Croissants chauds Ogien Uleski.gifCette introduction générale à l’éthique, véritable boîte à outils intellectuels destinée au plus grand nombre (peu de jargon, phrases courtes, gros caractère d’imprimerie) et plus particulièrement pour les plus jeunes d’entre nous (les plus vieux sont néanmoins les bienvenus en tant que lecteurs même si le sujet arrive sans doute un peu tard pour eux – ce qu’on a pas appris ou ce que l’on ne vous a pas enseigné…), devrait permettre à tout un chacun d’affronter avec sérénité tout débat moral sans se laisser intimider par les grandes déclarations de principes.

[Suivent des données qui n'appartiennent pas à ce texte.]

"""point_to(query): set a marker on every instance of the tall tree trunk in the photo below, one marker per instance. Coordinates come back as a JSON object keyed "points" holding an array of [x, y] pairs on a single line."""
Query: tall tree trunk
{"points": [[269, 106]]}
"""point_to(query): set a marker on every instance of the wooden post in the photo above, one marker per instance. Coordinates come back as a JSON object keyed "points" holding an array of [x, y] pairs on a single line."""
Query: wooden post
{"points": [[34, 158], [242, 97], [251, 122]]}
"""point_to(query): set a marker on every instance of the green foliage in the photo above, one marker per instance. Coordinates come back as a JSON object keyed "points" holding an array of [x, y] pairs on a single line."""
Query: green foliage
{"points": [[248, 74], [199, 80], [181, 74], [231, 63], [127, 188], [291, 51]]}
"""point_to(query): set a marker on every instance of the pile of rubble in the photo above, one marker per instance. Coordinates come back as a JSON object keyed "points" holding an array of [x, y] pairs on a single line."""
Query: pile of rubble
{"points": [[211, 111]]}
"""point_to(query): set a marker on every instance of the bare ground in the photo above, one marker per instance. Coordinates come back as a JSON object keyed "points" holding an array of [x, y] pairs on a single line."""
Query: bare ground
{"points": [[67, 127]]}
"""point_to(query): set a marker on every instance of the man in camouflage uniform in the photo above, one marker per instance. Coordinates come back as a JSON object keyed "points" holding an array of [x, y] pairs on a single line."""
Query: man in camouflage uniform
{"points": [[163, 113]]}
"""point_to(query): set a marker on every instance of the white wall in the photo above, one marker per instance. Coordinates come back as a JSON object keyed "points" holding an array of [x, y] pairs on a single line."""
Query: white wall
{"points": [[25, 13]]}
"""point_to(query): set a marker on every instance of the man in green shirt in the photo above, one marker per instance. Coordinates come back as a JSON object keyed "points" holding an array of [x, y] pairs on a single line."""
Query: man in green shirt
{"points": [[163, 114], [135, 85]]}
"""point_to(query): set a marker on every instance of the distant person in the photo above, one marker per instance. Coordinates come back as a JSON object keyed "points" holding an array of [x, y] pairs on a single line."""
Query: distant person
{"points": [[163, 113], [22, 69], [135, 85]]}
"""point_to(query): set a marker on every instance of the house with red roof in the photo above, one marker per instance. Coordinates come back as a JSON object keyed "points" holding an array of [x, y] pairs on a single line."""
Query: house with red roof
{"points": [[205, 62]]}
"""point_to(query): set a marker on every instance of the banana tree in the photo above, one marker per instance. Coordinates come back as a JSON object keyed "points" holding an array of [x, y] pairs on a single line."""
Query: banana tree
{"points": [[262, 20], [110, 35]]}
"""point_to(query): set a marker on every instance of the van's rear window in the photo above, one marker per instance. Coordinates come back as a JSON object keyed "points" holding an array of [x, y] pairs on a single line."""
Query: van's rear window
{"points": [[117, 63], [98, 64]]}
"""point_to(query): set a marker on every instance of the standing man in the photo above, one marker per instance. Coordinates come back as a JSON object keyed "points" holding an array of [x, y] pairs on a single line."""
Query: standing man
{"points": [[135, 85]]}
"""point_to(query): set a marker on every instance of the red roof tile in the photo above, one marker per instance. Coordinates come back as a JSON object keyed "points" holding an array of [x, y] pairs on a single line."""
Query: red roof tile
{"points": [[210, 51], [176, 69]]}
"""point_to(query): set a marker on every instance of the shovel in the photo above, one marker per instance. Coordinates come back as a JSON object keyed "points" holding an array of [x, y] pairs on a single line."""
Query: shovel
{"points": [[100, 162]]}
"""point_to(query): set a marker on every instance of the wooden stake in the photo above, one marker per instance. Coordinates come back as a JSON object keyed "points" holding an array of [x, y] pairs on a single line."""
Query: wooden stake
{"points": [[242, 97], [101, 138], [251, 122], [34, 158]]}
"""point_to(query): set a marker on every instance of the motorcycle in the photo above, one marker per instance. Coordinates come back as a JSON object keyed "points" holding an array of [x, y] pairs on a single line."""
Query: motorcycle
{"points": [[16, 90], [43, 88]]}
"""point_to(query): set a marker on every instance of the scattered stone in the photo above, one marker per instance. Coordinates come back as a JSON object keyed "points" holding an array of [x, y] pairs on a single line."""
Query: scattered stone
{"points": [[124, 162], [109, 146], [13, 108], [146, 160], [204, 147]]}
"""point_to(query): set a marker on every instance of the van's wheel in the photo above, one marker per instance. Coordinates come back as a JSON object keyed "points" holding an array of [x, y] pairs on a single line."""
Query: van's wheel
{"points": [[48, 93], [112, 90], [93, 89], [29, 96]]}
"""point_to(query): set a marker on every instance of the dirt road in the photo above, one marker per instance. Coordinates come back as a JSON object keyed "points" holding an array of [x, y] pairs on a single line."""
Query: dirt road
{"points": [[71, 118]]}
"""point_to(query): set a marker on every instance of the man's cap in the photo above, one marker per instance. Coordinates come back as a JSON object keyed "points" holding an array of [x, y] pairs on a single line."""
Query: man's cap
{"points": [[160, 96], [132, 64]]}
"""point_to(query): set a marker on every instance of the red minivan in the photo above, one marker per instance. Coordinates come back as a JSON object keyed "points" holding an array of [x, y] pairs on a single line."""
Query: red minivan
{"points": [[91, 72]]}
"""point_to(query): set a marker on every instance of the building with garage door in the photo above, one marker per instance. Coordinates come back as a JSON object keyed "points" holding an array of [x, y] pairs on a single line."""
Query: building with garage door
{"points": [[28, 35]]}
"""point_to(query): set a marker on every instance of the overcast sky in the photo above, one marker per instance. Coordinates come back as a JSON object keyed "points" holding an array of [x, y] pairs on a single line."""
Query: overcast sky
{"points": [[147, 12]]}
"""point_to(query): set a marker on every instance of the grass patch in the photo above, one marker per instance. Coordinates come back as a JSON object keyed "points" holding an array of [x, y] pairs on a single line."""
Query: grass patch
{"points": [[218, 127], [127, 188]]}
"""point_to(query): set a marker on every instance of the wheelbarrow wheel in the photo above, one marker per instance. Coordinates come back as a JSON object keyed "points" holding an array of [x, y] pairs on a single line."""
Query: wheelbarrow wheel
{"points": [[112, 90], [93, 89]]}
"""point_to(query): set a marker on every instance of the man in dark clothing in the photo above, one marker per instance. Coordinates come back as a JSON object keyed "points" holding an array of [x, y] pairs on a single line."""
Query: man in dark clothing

D’un côté le chêne Kantien et son inextinguible soif d’Absolu absolument absolu « Ne jamais… ne pas ! », en vieille baderne rigide (la seule fois où Kant a daigné mettre un pied dehors et rencontrer la vie de ses semblables, ou la vie tout court, c’était pour aller commander son cercueil chez le menuisier du coin)…

De l’autre, le roseau conséquentialiste Anglo et Saxon, souple ou cynique, c’est selon : faire le plus de bien ou le moins de mal possible même si, comme chacun sait, l’enfer est souvent pavé de bonnes intentions.

Et puis, quelque part dans les nuages, l’éthique des vertus inspirée du bon vieux Aristote à la pensée néanmoins toujours aussi jeune et fringante : la seule chose qui importe moralement, c’est la recherche de la perfection de soi... recherche aujourd'hui dévoyée par un « chacun pour soi et Dieu pour tous » narcissique qui fait, et pour longtemps encore, les beaux jours et le bonheur des comptes en banque de toutes sortes de psy défroqués, professions libérales et autres charlatans-gourous du développement personnel.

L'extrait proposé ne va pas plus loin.